2b. Box-and-Whisker Plots


- We can see from the boxplots that the
distributions of both variables are relatively normal. Interestingly,
the boxplot for the age variable has some issues: the upper whisker
(right tail) of the distribution for age variable has some outliers,
implying a longer right tail. While we might consider removing these
outlying cases, we would need to do so statistically (considering
how outlying an outlier is)… which is beyond the scope of this
class. Overall, however, these data are close enough to
normal.
2c. Normality (Q-Q) Plots


- We can see from the Q-Q plots that the
distributions of both variables are relatively normal, with the
exception of the tails. The tails of both age and risk score have
observed data points that are higher (on the low end) and lower (on the
high end) than would be expected if the data followed a normal
distribution. We might consider removing outliers, but doing so would
alter the expected normal distribution/curve for the rest of the data,
and is not suggested.
- Across all three plots of
risk_score and all three plots of
age, the variables do not seem to drastically
deviate from normality.

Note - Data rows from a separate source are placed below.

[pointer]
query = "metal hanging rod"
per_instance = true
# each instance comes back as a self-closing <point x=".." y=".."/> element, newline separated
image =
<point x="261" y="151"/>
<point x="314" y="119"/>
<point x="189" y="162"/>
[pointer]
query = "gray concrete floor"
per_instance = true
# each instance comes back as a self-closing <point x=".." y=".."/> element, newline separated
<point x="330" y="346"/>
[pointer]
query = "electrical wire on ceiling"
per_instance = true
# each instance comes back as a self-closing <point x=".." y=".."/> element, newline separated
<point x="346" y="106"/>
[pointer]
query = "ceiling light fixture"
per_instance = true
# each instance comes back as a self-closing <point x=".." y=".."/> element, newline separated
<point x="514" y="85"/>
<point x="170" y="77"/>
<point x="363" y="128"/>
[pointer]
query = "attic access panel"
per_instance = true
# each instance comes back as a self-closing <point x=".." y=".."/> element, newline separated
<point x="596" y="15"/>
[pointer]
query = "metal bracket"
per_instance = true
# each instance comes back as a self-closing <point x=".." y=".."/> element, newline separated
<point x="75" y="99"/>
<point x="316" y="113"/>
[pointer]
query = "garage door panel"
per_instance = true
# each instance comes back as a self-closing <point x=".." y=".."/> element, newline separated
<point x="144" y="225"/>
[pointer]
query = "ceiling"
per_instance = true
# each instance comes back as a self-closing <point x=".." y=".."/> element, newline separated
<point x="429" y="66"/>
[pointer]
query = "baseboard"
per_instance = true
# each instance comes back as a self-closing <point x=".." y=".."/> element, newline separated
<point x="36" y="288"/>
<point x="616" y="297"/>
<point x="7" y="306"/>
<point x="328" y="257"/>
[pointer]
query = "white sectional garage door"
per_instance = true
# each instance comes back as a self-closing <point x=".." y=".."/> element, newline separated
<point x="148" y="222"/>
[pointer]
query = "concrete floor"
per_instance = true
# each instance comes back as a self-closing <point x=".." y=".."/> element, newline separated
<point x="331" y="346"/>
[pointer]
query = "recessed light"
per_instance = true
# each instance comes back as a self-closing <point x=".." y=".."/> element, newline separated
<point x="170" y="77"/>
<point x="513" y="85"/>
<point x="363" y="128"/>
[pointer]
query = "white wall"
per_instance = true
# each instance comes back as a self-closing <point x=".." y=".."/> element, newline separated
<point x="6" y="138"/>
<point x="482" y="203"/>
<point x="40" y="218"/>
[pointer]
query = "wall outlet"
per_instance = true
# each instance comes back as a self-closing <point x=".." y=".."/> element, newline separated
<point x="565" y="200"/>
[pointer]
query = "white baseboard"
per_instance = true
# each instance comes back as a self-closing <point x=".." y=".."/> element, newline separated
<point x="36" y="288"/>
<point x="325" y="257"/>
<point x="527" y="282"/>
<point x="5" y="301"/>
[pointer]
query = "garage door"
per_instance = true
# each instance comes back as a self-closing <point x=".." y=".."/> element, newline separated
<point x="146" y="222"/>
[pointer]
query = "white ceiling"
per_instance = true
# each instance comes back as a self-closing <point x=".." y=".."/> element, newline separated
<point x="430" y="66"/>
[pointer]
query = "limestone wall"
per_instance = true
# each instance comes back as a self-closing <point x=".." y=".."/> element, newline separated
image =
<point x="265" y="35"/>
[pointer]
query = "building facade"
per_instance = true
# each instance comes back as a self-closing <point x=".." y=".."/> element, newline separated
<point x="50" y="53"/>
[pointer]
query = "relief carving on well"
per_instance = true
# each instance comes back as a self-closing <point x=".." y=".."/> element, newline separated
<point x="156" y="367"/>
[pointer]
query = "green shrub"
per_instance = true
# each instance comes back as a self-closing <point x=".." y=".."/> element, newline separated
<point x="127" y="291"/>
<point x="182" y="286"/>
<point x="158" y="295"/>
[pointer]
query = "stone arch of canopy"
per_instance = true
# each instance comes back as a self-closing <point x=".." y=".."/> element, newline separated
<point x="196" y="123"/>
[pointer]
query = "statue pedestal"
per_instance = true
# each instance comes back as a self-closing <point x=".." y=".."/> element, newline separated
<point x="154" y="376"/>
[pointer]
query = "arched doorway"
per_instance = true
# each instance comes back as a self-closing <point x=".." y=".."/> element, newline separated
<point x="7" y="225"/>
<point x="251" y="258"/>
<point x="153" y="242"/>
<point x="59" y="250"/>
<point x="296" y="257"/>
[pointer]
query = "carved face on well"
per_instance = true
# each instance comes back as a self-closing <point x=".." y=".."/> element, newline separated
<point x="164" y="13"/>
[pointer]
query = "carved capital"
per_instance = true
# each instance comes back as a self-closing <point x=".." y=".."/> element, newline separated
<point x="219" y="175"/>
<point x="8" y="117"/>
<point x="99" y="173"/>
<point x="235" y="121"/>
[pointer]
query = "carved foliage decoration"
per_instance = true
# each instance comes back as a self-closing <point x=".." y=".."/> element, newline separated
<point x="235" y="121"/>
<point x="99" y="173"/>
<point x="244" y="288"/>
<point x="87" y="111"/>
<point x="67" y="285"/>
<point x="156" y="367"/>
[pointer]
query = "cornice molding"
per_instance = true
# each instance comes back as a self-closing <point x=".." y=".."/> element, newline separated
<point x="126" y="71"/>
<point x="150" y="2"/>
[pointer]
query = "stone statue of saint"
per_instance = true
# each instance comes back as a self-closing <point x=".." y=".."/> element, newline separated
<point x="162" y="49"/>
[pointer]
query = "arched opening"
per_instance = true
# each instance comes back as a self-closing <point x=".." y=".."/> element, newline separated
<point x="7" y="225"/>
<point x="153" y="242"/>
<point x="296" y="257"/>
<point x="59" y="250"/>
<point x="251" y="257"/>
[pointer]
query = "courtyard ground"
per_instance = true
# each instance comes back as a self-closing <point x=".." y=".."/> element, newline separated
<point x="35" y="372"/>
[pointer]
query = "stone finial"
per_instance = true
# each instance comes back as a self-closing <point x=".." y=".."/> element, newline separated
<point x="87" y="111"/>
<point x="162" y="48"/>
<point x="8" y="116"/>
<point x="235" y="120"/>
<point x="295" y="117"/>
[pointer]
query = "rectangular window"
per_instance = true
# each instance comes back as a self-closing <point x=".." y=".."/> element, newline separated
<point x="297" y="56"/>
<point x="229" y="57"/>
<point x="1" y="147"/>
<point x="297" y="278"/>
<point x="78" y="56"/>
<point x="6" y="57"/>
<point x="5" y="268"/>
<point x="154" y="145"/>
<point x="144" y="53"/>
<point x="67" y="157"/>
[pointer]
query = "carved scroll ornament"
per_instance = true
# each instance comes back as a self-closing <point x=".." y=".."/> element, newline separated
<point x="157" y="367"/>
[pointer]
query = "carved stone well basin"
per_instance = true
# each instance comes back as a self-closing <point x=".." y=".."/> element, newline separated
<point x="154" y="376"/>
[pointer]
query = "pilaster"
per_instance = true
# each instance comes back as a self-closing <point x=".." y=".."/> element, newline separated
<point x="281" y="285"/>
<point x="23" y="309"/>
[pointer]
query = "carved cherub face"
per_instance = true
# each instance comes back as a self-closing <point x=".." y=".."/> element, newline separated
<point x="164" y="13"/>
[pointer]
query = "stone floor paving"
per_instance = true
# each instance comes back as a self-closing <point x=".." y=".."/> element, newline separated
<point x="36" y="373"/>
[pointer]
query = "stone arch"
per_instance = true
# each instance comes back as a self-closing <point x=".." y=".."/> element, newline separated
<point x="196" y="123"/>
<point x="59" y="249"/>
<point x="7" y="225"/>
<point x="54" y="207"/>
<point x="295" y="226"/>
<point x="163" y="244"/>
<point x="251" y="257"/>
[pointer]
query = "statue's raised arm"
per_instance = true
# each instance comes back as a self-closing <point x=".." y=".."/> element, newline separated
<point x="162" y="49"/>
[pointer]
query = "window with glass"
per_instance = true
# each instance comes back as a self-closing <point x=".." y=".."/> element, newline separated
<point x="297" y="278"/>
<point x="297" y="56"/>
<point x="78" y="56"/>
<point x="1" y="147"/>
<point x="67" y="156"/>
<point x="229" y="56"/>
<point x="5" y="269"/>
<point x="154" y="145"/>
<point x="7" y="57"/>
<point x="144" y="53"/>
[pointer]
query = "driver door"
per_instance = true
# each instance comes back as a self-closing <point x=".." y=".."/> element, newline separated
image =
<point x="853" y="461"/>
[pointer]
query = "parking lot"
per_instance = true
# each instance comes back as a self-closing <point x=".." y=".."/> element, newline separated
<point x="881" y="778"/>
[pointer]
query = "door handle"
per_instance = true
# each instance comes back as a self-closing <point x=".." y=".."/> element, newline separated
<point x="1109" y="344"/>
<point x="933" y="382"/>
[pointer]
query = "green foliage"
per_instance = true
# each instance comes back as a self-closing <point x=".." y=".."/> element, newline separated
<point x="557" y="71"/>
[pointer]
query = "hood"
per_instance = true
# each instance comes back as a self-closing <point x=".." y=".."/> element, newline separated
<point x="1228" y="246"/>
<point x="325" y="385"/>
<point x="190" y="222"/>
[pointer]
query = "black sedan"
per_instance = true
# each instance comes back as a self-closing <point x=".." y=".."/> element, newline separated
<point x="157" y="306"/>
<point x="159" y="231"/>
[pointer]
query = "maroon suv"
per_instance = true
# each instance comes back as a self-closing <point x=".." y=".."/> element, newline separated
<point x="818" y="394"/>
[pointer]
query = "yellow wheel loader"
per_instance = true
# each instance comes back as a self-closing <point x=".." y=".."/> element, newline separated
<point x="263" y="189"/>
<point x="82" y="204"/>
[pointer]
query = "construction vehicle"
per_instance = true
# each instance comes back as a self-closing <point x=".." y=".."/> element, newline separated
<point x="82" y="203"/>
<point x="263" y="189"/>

Therefore,
we can assume normality.
The Correlation Test Calculation
The calculation for the correlation is:
\(r = \frac{\sum (X - \bar{X})(Y -
\bar{Y})}{\sqrt{\sum (X - \bar{X})^2 \sum(Y - \bar{Y})^2}}\)
In addition, the degrees of freedom (\(df\)) for the test is…
* \(df = N - 2\)
Running the Correlation
For Correlation, within the p.corr function, the dependent
variable is listed first and the independent variable is listed
second.
p.corr(data1, risk_score, age)
##
## Pearson's product-moment correlation
##
## data: risk_score and age
## 𝒓 = -0.36687, df = 1736, p-value < 2.2e-16
## alternative hypothesis: true correlation is not equal to 0
## 95 percent confidence interval:
## -0.4068727 -0.3254666
## sample estimates:
## 𝒕
## -16.43158
In the output above, we see the \(r\)-obtained value (-0.36687), the degrees
of freedom (1736), and the p-value (2.2 x \(10^{-16}\) = .00000000000000022), which is
much less than our set alpha level of .05).
To interpret the findings, we report the following information:
- The test used
- If you reject or fail to reject
the null hypothesis
- The variables used in the analysis
- The degrees of freedom, calculated value of the test (\(r_{obtained}\)), and \(p-value\)
- \(r(df) = r_{obtained}\), \(p-value\)
“Using the Pearson’s correlation test (\(r\)), I reject/fail to reject the null
hypothesis that there is no association between variable one and
variable 2, in the population, \(r(?) = ?, p ?
.05\)”
- “Using the Pearson’s correlation test (\(r\)), I reject the null hypothesis that
there is no relationship between a defendant’s age and their risk score,
in the population, \(r(30) = -0.36687, p \lt
.05\). In particular, we have a moderate
negative relationship between age and risk score, such that, as
age increases, their risk score decreases.”